Here is R code for replicating the simulation. Perhaps, given that estimates may differ slightly at the sample level, it would be useful to consider the matrix normal as an optional, alternative implementation for efficiency gains, similar to decomp=QR?

[paul-buerkner]

Thank you! This look much better. What I don't understand still, is whether this mathematically implies the same model? I was under the impression that it does but your last comment about perhaps making it optional confuses me a bit. What is it that makes you suspect that the models are not the same and that differences are not only because of sampling inaccuracy?

[Jordan-Scott-Martin]

My understanding is that the implementation is mathematically equivalent, following the steps in my first post based on the details of the Wikipedia page. I've also found in recent work that the matrix normal approach provides unbiased estimates in Stan for quantitative genetic models. However, it's less clear to me why the current and proposed brms implementations aren't computationally equivalent in Stan, at least for individual samples. Perhaps this is vaguely similar to differences in the estimation bias of centered vs non-centered random effects in Stan, but I'm not really sure, as both models seem to be converging well. So I suggested treating the matrix normal an optional feature because it may otherwise lead to meaningful differences in point estimates between models estimated with newer and older versions of brms.

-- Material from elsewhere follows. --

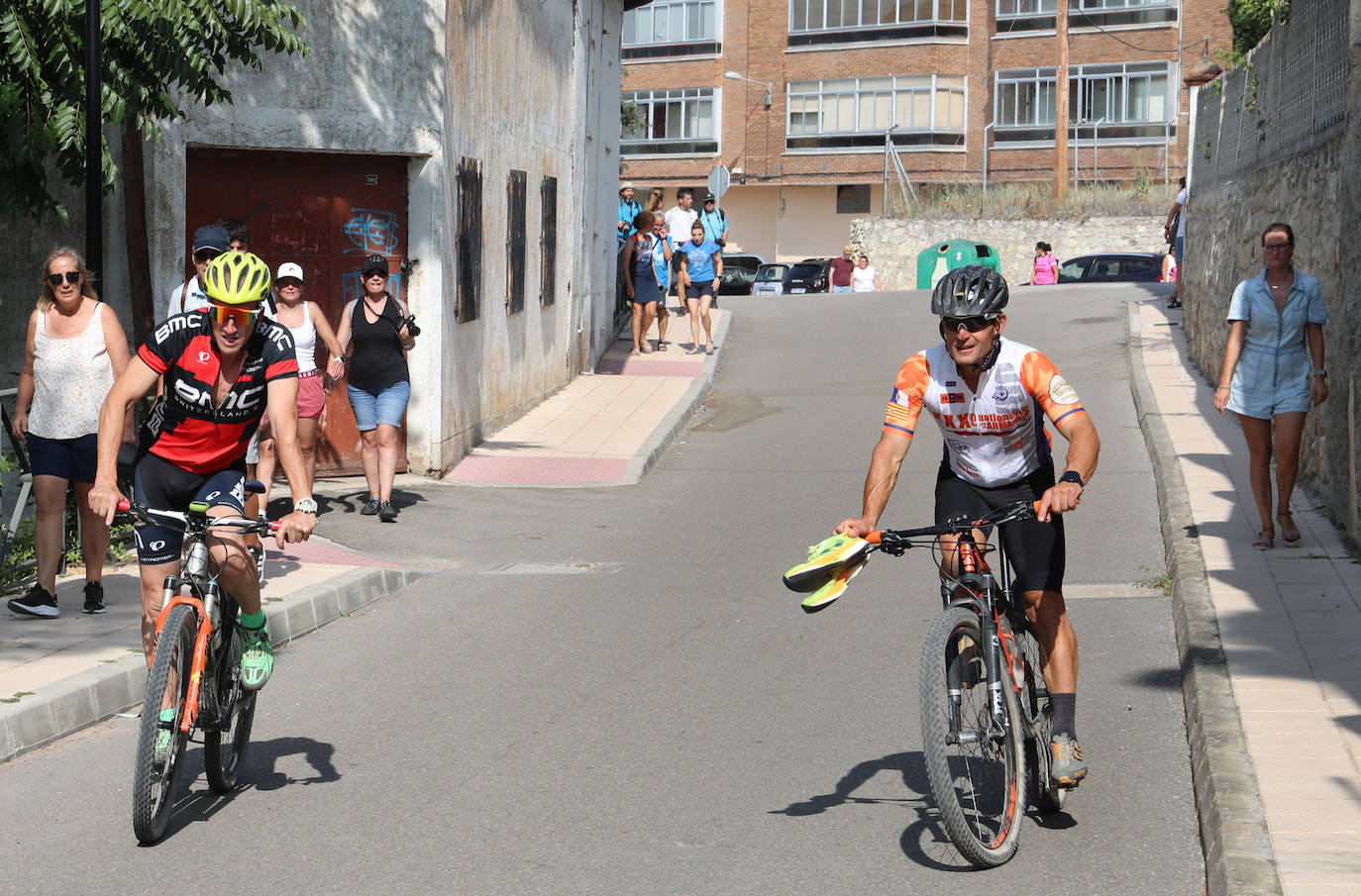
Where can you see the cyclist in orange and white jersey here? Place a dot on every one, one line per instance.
(991, 399)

I'm happy to run more simulations if you have suggestions for how to best investigate the question further.

[paul-buerkner]

Thank you for your time and effort! Perhaps, there is a mistake in the current brms implementation or we messed up the indexing during transformation form z to r in either of the implementation? I don't really know but am hesitant to implement the new version before I understand where these differences are coming from. Does the same problem apply already without the by stuff? If yes running and comparing the examples form the brms_phylogenetics vignette could help in our understanding. or did you check them already?

[paul-buerkner]

I will close this issue for now to clean up the issue tracker a bit since this isn't high priority and the discussion seems stale.